The always introverted bassist played with his colleagues May and Taylor on the Mercury concert in 1992, they finished the band’s last album, Made in Heaven, and also participated in No-One But You, the band’s only single without Mercury, released in 97. Then the silence.
Nowadays
While guitarist Brian May (London, 1947) and drummer Roger Taylor (Norfolk, England, 1949) continue to play periodically and remain as visible heads of the group’s legacy, either as guests at the debut of the film Bohemian Rhapsody or as a patron of musical We Will Rock You, Deacon does not make public appearances, does not give interviews and does not even maintain contact with his former colleagues.
Brian May acknowledges that they only maintain relationships for economic (and with intermediaries) reasons and management of Queen’s legacy. Taylor says, “We’re not in touch because John is really a sociopath. He endorsed what Brian and I can do with the Queen brand.

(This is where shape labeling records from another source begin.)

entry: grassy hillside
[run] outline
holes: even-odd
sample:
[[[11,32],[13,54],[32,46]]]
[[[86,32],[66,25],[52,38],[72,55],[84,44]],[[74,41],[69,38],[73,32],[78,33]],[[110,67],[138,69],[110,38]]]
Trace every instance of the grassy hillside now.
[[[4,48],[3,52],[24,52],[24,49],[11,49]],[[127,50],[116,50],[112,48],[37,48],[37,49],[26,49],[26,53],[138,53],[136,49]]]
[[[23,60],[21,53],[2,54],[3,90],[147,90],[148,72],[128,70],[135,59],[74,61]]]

And of course we enjoyed very well. “And May adds, “It’s your choice. Don’t keep in touch with us. John was pretty picky from the start.”
There is no denying this last statement. Queen remains one of the most profitable icons of pop music, whether in the form of merchandising, the shows, the musical, the copyright of songs that continue to play on radio and television, or the recent release of the movie Bohemian Rhapsody, whose success shows that the public’s interest in the British band is far from over.
Thanks to his years in the group and this management of his former colleagues, worthy of a business tycoon, John Deacon, the anonymous retired father of large family with gray hair and plaid shirt, now has a fortune. “My hobbies are drinking tea and having kids,” I’d say in an interview years ago. Golf now stands out as another of its great interests. All away from the excessive lifestyle that has led in the past.
The anonymity and tranquility of one of the survivors of such a legacy can be considered their greatest success in life.